This review is by request from my boyfriend. As part of Food 52’s Cookbook Club, I spent April cooking almost exclusively from Leela Punyaratabandhu’’s Simple Thai Food (STF), and my boyfriend loved it. He’s usually reluctant when I go on a cookbook binge because it quickly becomes “too much of the same” or the beautiful photos convince me that this time we’re going to actually enjoy beets. After STF, he wasn’t looking for excuses to splurge on a fun restaurant or to ignore leftovers. “Are you going to write a review of this book?” he asked. “Because you really, really should.”
More signs that this book is special:
I found myself cooking more after long days at work because recipes rarely took me over 20 minutes and were restaurant quality. When we did order takeout, we would throw out the dipping sauces that it came with and use the Satay and Sweet Chili Sauce we had leftover from STF instead. One day I microwaved all the scraggly vegetables I had wilting in the fridge and put them on the table next to a bowl of the STF satay sauce. All the vegetables were devoured before I finished cooking the rest of the meal.
My boyfriend was right; this book deserves my words and the small bit of promotion that I can give it by talking about it on this blog. Not that it needs them; Punyaratabandhu is already food-Internet-famous from running shesimmers.com for almost a decade. Simple Thai Food was her first cookbook, featuring the kind of easy things that she cooks at home on a weeknight as well as the Thai favorites that her U.S. readers are familiar with from their local restaurants. It maintains the delicate balance between “authentic” and flyover state friendly, assuming that readers in the flyover states can find lemongrass and magroot leaves. She demands that a home chef follow the recipe exactly if you want to do it right, but experience has shown me that the recipes are flexible enough to accommodate changes no matter what she says. My enormous local Asian market didn’t have galangal, which is integral to the sour Tom Kha Gai. It may not have been authentic, but the enthusiastic slurping around my kitchen table that night demonstrated that no one minded.

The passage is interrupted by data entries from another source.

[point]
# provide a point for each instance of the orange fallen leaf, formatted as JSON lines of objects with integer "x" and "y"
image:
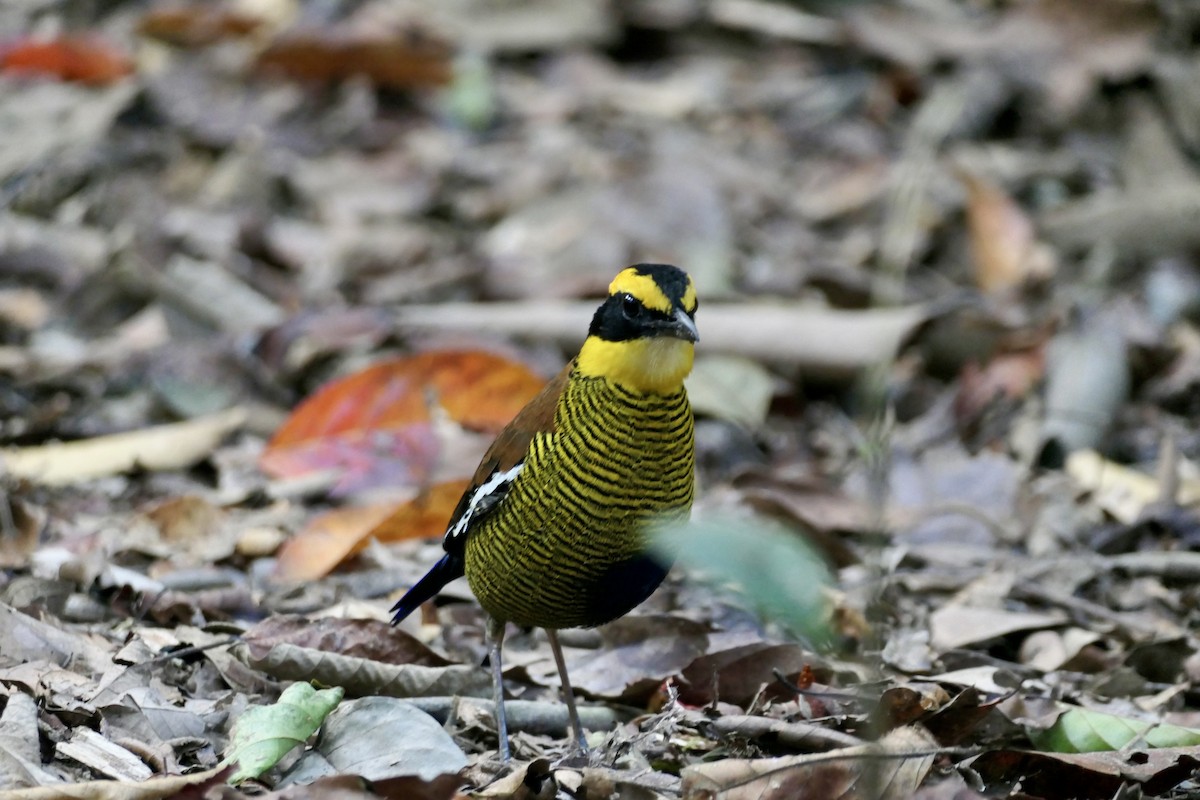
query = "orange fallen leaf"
{"x": 391, "y": 59}
{"x": 1003, "y": 245}
{"x": 81, "y": 59}
{"x": 375, "y": 427}
{"x": 333, "y": 537}
{"x": 196, "y": 24}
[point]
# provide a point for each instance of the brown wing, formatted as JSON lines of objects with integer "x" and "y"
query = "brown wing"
{"x": 503, "y": 461}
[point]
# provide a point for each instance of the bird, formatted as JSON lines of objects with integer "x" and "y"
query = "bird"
{"x": 553, "y": 529}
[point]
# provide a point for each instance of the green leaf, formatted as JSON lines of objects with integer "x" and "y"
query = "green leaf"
{"x": 264, "y": 734}
{"x": 1081, "y": 731}
{"x": 769, "y": 564}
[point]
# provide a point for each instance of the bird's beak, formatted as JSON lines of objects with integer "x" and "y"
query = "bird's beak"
{"x": 682, "y": 326}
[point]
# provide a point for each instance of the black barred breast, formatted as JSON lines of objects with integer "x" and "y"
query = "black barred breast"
{"x": 567, "y": 546}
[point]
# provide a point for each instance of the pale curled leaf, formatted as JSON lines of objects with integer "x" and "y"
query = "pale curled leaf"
{"x": 378, "y": 738}
{"x": 364, "y": 677}
{"x": 264, "y": 734}
{"x": 731, "y": 389}
{"x": 161, "y": 447}
{"x": 891, "y": 769}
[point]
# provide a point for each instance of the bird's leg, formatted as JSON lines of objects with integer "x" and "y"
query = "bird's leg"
{"x": 568, "y": 695}
{"x": 495, "y": 641}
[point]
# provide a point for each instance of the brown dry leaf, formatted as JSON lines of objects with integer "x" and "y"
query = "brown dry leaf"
{"x": 360, "y": 638}
{"x": 900, "y": 705}
{"x": 1003, "y": 246}
{"x": 1003, "y": 380}
{"x": 639, "y": 653}
{"x": 195, "y": 24}
{"x": 334, "y": 536}
{"x": 390, "y": 59}
{"x": 25, "y": 639}
{"x": 957, "y": 626}
{"x": 162, "y": 447}
{"x": 168, "y": 786}
{"x": 738, "y": 674}
{"x": 328, "y": 540}
{"x": 876, "y": 771}
{"x": 21, "y": 524}
{"x": 425, "y": 516}
{"x": 360, "y": 677}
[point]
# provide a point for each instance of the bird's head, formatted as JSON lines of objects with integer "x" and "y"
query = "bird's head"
{"x": 643, "y": 335}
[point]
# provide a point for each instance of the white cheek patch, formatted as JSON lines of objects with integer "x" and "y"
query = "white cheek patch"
{"x": 484, "y": 498}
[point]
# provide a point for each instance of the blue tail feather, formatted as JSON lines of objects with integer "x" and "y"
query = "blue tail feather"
{"x": 450, "y": 566}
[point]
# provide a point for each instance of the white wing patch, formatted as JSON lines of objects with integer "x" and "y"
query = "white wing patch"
{"x": 485, "y": 497}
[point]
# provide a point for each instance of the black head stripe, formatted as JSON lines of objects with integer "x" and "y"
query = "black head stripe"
{"x": 670, "y": 278}
{"x": 611, "y": 324}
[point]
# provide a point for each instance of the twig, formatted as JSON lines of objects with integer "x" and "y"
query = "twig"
{"x": 799, "y": 735}
{"x": 528, "y": 716}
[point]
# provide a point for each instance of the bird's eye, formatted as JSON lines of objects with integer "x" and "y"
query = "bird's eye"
{"x": 630, "y": 306}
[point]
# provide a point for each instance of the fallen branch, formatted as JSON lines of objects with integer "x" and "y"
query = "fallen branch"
{"x": 527, "y": 716}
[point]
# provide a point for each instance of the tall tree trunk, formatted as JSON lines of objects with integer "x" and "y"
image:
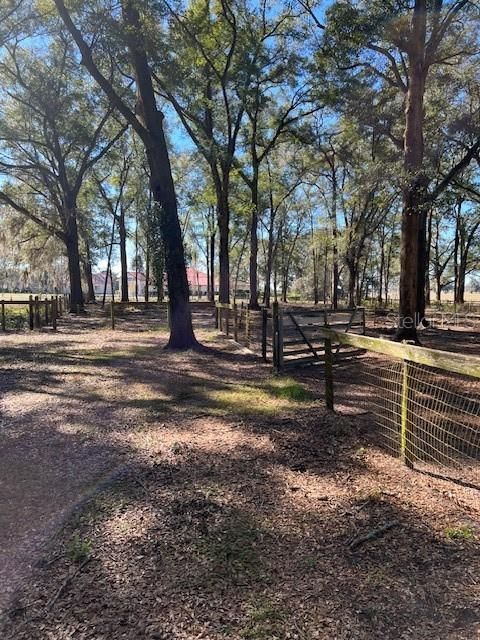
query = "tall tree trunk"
{"x": 352, "y": 282}
{"x": 270, "y": 250}
{"x": 147, "y": 273}
{"x": 73, "y": 256}
{"x": 223, "y": 216}
{"x": 412, "y": 253}
{"x": 253, "y": 273}
{"x": 212, "y": 266}
{"x": 162, "y": 187}
{"x": 122, "y": 232}
{"x": 381, "y": 269}
{"x": 427, "y": 257}
{"x": 87, "y": 267}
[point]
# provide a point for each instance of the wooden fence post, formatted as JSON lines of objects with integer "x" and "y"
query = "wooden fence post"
{"x": 264, "y": 333}
{"x": 405, "y": 435}
{"x": 30, "y": 313}
{"x": 329, "y": 398}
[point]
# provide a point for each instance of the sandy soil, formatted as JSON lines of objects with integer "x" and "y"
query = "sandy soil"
{"x": 231, "y": 504}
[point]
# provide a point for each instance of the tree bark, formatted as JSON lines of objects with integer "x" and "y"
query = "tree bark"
{"x": 253, "y": 272}
{"x": 412, "y": 253}
{"x": 162, "y": 187}
{"x": 223, "y": 219}
{"x": 87, "y": 267}
{"x": 73, "y": 256}
{"x": 212, "y": 267}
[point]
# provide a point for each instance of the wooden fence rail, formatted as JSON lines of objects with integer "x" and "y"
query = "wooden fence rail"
{"x": 286, "y": 335}
{"x": 431, "y": 414}
{"x": 41, "y": 313}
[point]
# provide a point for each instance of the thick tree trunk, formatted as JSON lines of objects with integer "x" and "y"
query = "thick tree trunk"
{"x": 73, "y": 255}
{"x": 253, "y": 302}
{"x": 412, "y": 253}
{"x": 162, "y": 188}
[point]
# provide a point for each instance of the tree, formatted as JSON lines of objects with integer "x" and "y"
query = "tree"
{"x": 146, "y": 121}
{"x": 393, "y": 48}
{"x": 53, "y": 132}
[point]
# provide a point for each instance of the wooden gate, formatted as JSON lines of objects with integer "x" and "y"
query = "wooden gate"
{"x": 297, "y": 333}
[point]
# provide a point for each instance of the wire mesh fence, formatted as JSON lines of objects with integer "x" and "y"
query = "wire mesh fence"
{"x": 440, "y": 411}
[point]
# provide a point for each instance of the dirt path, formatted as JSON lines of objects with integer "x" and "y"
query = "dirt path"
{"x": 235, "y": 513}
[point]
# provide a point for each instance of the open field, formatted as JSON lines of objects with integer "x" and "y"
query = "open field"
{"x": 198, "y": 496}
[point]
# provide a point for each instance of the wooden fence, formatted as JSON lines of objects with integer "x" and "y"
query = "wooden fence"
{"x": 40, "y": 313}
{"x": 286, "y": 335}
{"x": 428, "y": 415}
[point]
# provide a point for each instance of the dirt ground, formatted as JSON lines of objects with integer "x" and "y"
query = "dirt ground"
{"x": 153, "y": 495}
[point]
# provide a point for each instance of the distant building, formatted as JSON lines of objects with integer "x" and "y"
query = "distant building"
{"x": 99, "y": 283}
{"x": 198, "y": 282}
{"x": 136, "y": 279}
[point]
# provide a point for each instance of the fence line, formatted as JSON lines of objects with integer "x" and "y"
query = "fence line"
{"x": 286, "y": 335}
{"x": 425, "y": 414}
{"x": 40, "y": 312}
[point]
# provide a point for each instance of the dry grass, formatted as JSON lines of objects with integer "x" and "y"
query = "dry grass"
{"x": 233, "y": 513}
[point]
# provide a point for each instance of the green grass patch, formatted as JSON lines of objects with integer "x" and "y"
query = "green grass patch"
{"x": 269, "y": 398}
{"x": 266, "y": 620}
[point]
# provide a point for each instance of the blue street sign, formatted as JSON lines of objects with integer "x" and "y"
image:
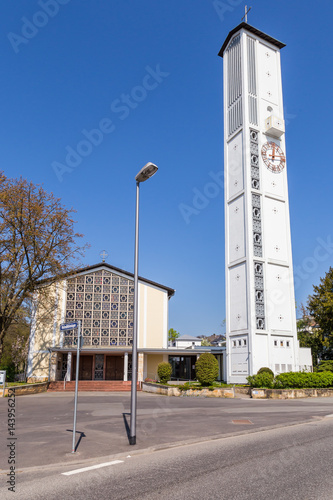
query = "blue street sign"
{"x": 68, "y": 326}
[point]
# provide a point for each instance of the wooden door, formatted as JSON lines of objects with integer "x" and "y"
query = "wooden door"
{"x": 114, "y": 368}
{"x": 85, "y": 368}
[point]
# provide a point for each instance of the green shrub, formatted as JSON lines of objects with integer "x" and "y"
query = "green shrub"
{"x": 303, "y": 380}
{"x": 164, "y": 371}
{"x": 261, "y": 380}
{"x": 207, "y": 369}
{"x": 10, "y": 371}
{"x": 264, "y": 369}
{"x": 325, "y": 366}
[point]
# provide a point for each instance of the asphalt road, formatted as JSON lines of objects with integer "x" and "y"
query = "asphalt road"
{"x": 293, "y": 462}
{"x": 44, "y": 423}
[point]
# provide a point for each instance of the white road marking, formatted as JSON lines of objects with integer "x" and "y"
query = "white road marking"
{"x": 105, "y": 464}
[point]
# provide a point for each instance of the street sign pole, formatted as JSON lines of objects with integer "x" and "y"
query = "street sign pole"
{"x": 76, "y": 381}
{"x": 3, "y": 381}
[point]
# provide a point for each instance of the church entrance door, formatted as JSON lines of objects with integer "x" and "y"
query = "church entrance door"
{"x": 85, "y": 368}
{"x": 114, "y": 368}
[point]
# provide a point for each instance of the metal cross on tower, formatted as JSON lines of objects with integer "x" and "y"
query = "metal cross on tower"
{"x": 104, "y": 255}
{"x": 246, "y": 13}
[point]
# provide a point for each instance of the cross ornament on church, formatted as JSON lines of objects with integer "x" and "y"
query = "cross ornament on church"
{"x": 104, "y": 255}
{"x": 246, "y": 13}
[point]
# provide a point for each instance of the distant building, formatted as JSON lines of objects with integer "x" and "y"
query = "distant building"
{"x": 186, "y": 341}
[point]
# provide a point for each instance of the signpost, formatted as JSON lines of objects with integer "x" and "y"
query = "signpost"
{"x": 3, "y": 381}
{"x": 71, "y": 326}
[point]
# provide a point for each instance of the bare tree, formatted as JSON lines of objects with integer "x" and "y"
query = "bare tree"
{"x": 37, "y": 242}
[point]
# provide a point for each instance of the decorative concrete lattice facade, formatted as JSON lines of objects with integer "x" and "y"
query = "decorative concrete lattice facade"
{"x": 104, "y": 304}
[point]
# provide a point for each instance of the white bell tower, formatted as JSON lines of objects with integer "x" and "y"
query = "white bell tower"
{"x": 260, "y": 298}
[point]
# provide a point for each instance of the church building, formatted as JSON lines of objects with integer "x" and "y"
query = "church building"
{"x": 101, "y": 297}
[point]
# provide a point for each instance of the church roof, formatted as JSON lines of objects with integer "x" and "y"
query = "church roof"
{"x": 189, "y": 338}
{"x": 88, "y": 269}
{"x": 253, "y": 30}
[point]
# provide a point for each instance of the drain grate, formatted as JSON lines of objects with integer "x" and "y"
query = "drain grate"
{"x": 242, "y": 422}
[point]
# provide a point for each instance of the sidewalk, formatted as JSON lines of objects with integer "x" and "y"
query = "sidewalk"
{"x": 44, "y": 423}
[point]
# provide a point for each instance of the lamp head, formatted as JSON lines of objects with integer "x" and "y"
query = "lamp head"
{"x": 147, "y": 171}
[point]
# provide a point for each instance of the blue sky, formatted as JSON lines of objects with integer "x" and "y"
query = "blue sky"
{"x": 146, "y": 74}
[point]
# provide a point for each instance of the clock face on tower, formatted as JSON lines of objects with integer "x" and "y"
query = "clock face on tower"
{"x": 273, "y": 157}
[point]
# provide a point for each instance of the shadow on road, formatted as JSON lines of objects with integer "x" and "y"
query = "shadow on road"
{"x": 82, "y": 434}
{"x": 127, "y": 427}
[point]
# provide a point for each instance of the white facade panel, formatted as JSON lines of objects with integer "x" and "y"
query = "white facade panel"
{"x": 275, "y": 228}
{"x": 238, "y": 346}
{"x": 236, "y": 223}
{"x": 238, "y": 313}
{"x": 282, "y": 354}
{"x": 235, "y": 162}
{"x": 273, "y": 184}
{"x": 279, "y": 301}
{"x": 261, "y": 350}
{"x": 269, "y": 74}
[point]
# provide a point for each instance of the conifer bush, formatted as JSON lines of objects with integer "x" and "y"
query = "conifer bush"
{"x": 262, "y": 380}
{"x": 164, "y": 371}
{"x": 206, "y": 369}
{"x": 265, "y": 369}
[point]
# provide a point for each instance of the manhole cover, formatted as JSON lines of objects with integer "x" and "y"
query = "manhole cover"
{"x": 242, "y": 422}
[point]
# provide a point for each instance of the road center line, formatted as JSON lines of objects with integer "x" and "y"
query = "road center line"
{"x": 98, "y": 466}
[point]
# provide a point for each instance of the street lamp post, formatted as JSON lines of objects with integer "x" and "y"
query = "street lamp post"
{"x": 145, "y": 173}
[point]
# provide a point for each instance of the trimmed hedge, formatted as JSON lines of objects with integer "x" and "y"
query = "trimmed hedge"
{"x": 303, "y": 380}
{"x": 261, "y": 380}
{"x": 207, "y": 369}
{"x": 264, "y": 369}
{"x": 292, "y": 380}
{"x": 325, "y": 366}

If it weren’t as flexible, I would not have stuck to it with the level of dedication that I did. One of the initial drawbacks of the book, for me, was that the book appears extremely meat-heavy. There’s one non-meat mushroom stir-fry and the headnote makes it sound like she only added it a special concession to vegetarians. After experimenting, I learned that in most recipes, the protein can easily be swapped out. She may eat only chicken in her Rice Noodles “Drunkard’s Style,” but the chicken contributes so little that tofu works just as well, maybe even better since it sponges up the flavor. You’ll definitely want something like tofu to mop up the flavor in the restaurant favorite Chicken-Cashew Stir-Fry because the sweet brown sauce that the thin crescents of onion and fried cashews are tossed in is phenomenal. In the Phanaeng Curry with Chicken and Kabocha Squash, the chicken can’t compete with the sweet richness of the pumpkin or the herbaceous sauce. If I make it again, I might swap the protein out entirely for bamboo shoots which are as toothsome as the pumpkin is soft. It might not be as “authentic”, a word that Punyaratabandhu tosses around quite often in the headnotes, but it would not be unrecognizable and will still certainly be delicious.
There, I did it. I can tell my boyfriend that I reviewed the book and without taking up so much time that I can’t step into the kitchen and whip up another stir-fry tonight.